Law enforcement agencies are then able to secure a warrant for a DNA sample from the suspect, Armstrong adds.
The DNA from the bloodstain pointed to Gilbert Cannon, a career criminal who had been living in Delaware at the time of the murder. Cannon had served time for drug and robbery offenses, and police eventually tracked him down at a girlfriend’s home about 40 miles from the Donovan farmhouse.
At first, Cannon denied involvement, but after investigators confronted him with the evidence, he told the truth. Cannon said he had been high on cocaine the night of the murder and was looking for more when he ran into Holden at the fast food restaurant. He claimed Holden agreed to give him a ride, but the two got into a fight when Holden refused to take him all the way into town.
Cannon said Holden eventually drove away, leaving him on the road. He said he then walked past several houses looking for a place to sleep, found Donovan’s home and broke in through the back door. Once inside, he woke Donovan and panicked because she could identify him. He grabbed a screwdriver and stabbed her to death.
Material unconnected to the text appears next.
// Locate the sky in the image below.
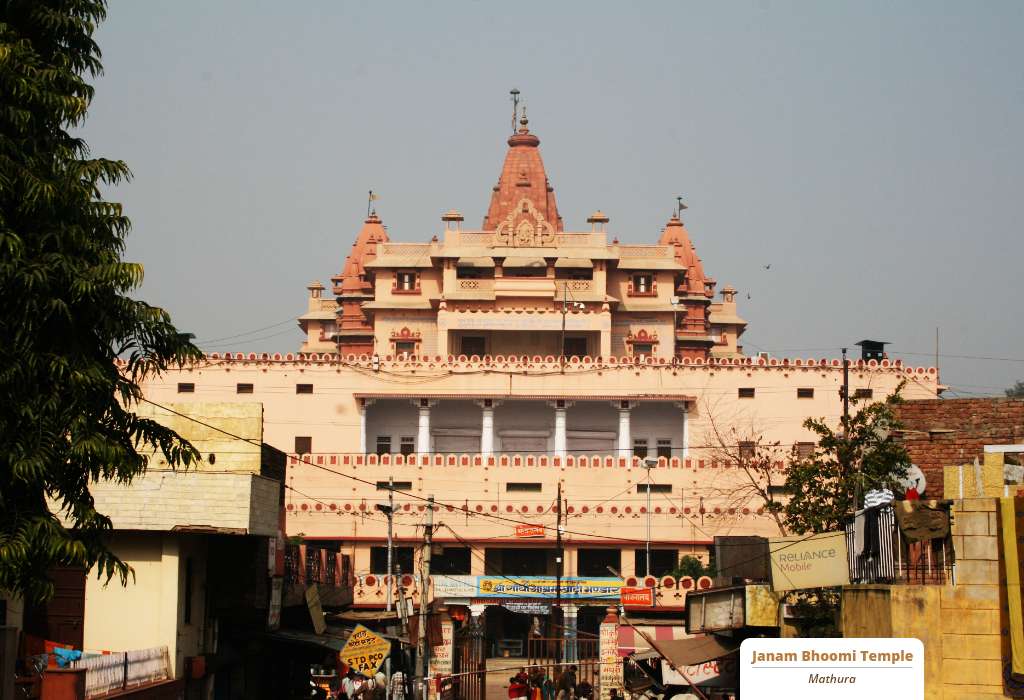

Investigators also compared Cannon’s fresh palm print to the bloody print found at the scene; it matched. For detectives, that was the confirmation they had been waiting for.
'A Sword and Shield'
Steve Greenberg, a Chicago-based criminal defense attorney, tells A&E Crime + Investigation that the Donovan case is a reminder that DNA can be both powerful and misunderstood.
“DNA can be a sword and shield,” Greenberg says. “Jurors hear one in a trillion and think that means it has to be the defendant. But it can also exclude a defendant.”
Greenberg added that police and prosecutors often develop a theory early and then refuse to let go of it, even when the evidence points elsewhere. “The law is like a physics experiment,” he says. “For every action there is a reaction. Unfortunately, so many prosecutors and police dig into a theory and then want to be right and win at all costs.”
In the end, the evidence told a story investigators had not been willing to accept at first. Holden’s account of a violent hitchhiker was true. Donovan’s killer was not her son, but it took DNA and the palm print matching Cannon to finally identify him more than 10 years later.
Cannon pleaded guilty to first degree murder and was sentenced to life without parole in 2007.